Here, it seems, is the original source (.pdf) of Eliot's comment:
This famous parody was originally an entry in a New Statesman contest. 'Most parodies of one's own work strike one as very poor,' Mr. Eliot writes. 'In fact one is apt to think one could parody oneself much better. (As a matter of fact some critics have said that I have done so.) But there is one which deserves the success it has had, Henry Reed's Chard Whitlow.' Broadness is the sin of most Eliot parodies; Mr. Reed's alone seems to me to escape it. The one following, by 'Myra Buttle,' who is a Cambridge don, does not. I have included it because it is funny and because I thought some sample of The Sweeniad should be given.
(I apologize for the lousy scan from Parodies. I need to report that misbehaving copier to the library staff.)

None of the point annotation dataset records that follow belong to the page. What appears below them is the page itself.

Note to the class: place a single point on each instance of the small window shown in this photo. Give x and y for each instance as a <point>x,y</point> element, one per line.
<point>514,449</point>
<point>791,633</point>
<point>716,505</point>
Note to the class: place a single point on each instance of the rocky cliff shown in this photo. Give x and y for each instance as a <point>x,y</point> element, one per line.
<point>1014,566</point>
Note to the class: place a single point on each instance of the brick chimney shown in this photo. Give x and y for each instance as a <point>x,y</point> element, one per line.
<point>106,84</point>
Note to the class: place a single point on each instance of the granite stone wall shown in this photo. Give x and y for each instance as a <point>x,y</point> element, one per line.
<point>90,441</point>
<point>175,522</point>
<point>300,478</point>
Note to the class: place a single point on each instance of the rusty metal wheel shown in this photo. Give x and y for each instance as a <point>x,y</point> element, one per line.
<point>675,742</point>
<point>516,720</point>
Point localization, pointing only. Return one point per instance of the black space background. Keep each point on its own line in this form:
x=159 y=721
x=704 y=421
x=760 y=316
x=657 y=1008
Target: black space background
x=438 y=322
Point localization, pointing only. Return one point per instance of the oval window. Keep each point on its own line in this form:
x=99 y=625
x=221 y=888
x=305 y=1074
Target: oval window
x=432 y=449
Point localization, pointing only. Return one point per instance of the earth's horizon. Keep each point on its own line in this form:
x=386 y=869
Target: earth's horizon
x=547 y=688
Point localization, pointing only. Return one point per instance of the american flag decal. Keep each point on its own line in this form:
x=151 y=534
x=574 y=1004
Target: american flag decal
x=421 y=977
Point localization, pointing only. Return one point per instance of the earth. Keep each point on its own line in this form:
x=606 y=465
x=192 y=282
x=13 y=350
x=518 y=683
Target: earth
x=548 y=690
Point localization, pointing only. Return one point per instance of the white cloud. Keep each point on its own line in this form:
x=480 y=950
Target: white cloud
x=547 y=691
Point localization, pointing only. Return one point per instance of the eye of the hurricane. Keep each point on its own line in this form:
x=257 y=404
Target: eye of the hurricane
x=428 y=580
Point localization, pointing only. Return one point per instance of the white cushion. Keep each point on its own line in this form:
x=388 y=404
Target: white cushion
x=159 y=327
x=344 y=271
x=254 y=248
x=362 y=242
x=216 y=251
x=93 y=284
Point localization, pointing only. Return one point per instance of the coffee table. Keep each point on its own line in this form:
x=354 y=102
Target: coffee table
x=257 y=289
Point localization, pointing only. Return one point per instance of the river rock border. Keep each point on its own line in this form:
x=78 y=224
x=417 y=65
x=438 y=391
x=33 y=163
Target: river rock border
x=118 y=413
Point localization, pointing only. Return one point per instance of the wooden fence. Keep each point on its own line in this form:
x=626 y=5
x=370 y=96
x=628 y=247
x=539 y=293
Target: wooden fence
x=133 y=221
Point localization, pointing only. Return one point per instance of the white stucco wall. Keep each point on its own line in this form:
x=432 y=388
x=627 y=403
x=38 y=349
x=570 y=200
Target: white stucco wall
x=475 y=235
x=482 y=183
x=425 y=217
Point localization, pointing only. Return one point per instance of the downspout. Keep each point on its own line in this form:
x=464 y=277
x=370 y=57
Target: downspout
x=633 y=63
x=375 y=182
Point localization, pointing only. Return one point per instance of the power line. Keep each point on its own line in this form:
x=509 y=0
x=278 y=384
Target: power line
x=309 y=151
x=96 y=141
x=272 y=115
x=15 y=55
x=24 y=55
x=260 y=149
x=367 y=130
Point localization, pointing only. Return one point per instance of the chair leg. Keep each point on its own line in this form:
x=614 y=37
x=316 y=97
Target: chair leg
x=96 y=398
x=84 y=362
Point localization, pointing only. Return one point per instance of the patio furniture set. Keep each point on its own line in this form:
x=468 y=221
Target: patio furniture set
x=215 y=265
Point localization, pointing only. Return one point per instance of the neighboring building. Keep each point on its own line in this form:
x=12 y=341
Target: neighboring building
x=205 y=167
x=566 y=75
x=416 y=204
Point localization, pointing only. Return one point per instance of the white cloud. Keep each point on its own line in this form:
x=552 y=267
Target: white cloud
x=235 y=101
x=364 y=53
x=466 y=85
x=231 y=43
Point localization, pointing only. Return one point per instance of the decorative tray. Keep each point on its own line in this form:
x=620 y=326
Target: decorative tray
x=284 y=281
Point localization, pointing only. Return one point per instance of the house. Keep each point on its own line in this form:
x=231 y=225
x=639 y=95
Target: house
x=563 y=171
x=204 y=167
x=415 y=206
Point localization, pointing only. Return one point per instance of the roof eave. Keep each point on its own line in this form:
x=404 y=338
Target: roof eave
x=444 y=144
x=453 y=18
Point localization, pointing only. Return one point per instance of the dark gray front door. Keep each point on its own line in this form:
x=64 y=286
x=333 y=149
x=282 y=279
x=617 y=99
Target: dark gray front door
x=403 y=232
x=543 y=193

Alas, Mr. Macdonald does not credit or cite the source of his 'Mr. Eliot writes'. As an editor of The Partisan Review, he did have reason to correspond with Eliot, and letters from Eliot in Macdonald's papers do appear from the right time period: 1959-1960 (see the "Guide to the Dwight Macdonald Papers," 230 page .pdf, from the Manuscripts and Archives department at Yale University Library).
Macdonald is careful to include permissions for using other quoted material in his text, but none is provided for Eliot. Did he write Eliot and ask the poet's opinion of his parodists? Is Eliot's letter residing in some box at Yale?